Medved's journey post-diagnosis unfolded like a startup's product roadmap—hitting milestones amid uncertainty. First came the tech lifeline: a hyper-realistic digital twin. OurCrowd portfolio company D-ID, specialists in AI agents and avatars, teamed up with voice AI leader ElevenLabs and the ALS-focused Scott-Morgan Foundation. The result? An avatar capturing Medved's face, voice, and mannerisms with eerie precision. During a Zoom call with another ALS patient using the tech, Medved witnessed its power firsthand.

  • First milestone: Avatar activation. The digital twin preserves his voice for when ALS silences it, turning a personal tragedy into a showcase for portfolio tech.
  • Portfolio pivot to personal use. OncoHost's AI for immunotherapy selection, genomic sequencing tools, and chronic condition managers moved from boardroom slides to daily reality, validating years of bets.
  • Ecosystem resilience test. Despite Gaza conflicts and global scrutiny, Israel's scene surged—$800 million invested in one week in November 2025—proving the "Startup Nation" grit Medved helped forge.[1]
  • Recent exit validation. Locusview's $525 million sale just weeks before his announcement underscored OurCrowd's enduring momentum.

No first customers or revenue pivots here—this was Medved's life as the ultimate case study. Early "traction" meant hospital beds and hoarse interviews; "scale" was scaling hope through tech he'd funded. No massive revenue windfall, but the human ROI was profound: tech extending dignity and connection.

Lessons from the Trenches: Medved's Founder Wisdom

Medved's story distills hard-won insights for indie hackers and early-stage founders grinding through their own battles. Here are three practical takeaways, drawn from his decades in the arena.

  1. Democratize access to build unstoppable networks. OurCrowd's crowdsourcing lesson: Don't gatekeep opportunity. Invite the world in—240,000 investors strong—and watch your ecosystem explode. For bootstrappers, this means open-sourcing betas, building communities early, and turning users into evangelists. Scale isn't just funding; it's collective momentum.
  2. Bet on sectors that intersect life—yours included. Health tech wasn't a random pick; it was prescient. Founders, align investments with universal pains. Medved's ALS fight shows how "nice-to-haves" become must-haves. Validate by living the problem, or at least empathizing deeply.
  3. Resilience trumps resources—never go quietly. Facing incurable illness, Medved vows to contribute. Startups fail, markets crash, founders burn out. His mantra: Pivot personally, stay in the game. Early struggles? Use them as fuel. Measure success not by exits alone, but by impact that outlives you.

These aren't platitudes. They're battle-tested from a man who's sold companies, built a VC unicorn-slayer, and now stares down ALS with avatar in tow.

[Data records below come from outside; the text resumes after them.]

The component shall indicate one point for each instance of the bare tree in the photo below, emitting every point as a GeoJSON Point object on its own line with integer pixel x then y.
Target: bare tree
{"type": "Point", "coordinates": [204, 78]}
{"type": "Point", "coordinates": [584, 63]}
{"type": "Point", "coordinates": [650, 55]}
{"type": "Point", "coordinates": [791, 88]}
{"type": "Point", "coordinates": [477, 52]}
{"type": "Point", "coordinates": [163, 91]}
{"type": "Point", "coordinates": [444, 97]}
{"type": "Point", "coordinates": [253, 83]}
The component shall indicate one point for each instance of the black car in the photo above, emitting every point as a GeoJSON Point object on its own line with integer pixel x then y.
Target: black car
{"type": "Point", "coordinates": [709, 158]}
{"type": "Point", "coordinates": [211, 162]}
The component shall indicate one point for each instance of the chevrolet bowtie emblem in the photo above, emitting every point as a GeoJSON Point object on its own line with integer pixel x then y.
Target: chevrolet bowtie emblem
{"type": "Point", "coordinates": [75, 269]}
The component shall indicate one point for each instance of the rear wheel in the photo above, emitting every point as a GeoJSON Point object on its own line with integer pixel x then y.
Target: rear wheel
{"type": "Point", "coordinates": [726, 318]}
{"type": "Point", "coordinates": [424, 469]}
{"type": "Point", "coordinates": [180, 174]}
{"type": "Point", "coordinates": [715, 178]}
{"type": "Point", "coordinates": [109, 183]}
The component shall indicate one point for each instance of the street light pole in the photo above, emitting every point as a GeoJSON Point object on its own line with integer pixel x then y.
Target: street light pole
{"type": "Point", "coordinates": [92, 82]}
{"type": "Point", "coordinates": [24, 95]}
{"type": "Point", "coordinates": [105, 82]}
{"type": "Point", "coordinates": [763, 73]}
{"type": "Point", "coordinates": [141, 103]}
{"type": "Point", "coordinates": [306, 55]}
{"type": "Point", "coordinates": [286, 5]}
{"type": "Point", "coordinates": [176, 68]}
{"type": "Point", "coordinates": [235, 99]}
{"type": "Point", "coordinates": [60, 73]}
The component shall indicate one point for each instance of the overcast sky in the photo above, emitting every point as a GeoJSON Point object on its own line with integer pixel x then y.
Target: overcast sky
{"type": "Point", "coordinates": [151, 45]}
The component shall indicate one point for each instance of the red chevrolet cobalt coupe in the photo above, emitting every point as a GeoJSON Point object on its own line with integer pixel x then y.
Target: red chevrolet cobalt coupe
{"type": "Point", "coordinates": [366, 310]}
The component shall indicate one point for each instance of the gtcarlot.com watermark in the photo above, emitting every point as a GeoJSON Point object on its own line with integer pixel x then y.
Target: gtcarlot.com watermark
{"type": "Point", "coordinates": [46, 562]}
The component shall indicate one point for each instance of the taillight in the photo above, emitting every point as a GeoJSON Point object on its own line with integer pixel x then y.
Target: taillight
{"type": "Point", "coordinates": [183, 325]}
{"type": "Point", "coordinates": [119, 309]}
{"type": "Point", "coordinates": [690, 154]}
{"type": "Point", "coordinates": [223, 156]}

A Legacy That Speaks—Even When He Can't

Jon Medved's tale is the Startup Nation at its core: innovation born of necessity, community over isolation, defiance against the inevitable. From California transplant to ALS warrior, he's woven his life into Israel's tech fabric. OurCrowd marches on, its health tech bets now carrying a personal torch. Medved remains proud: "In a small way, even though all we are is investors, to be part of this movement."[1]

As he integrates more portfolio tools—AI diagnostics, voice preservers—his story inspires founders everywhere. Health tech isn't just a sector; it's a mirror to our vulnerabilities. Medved's fight fuels not just his life, but a reminder: Build what matters, because one day, it might save you.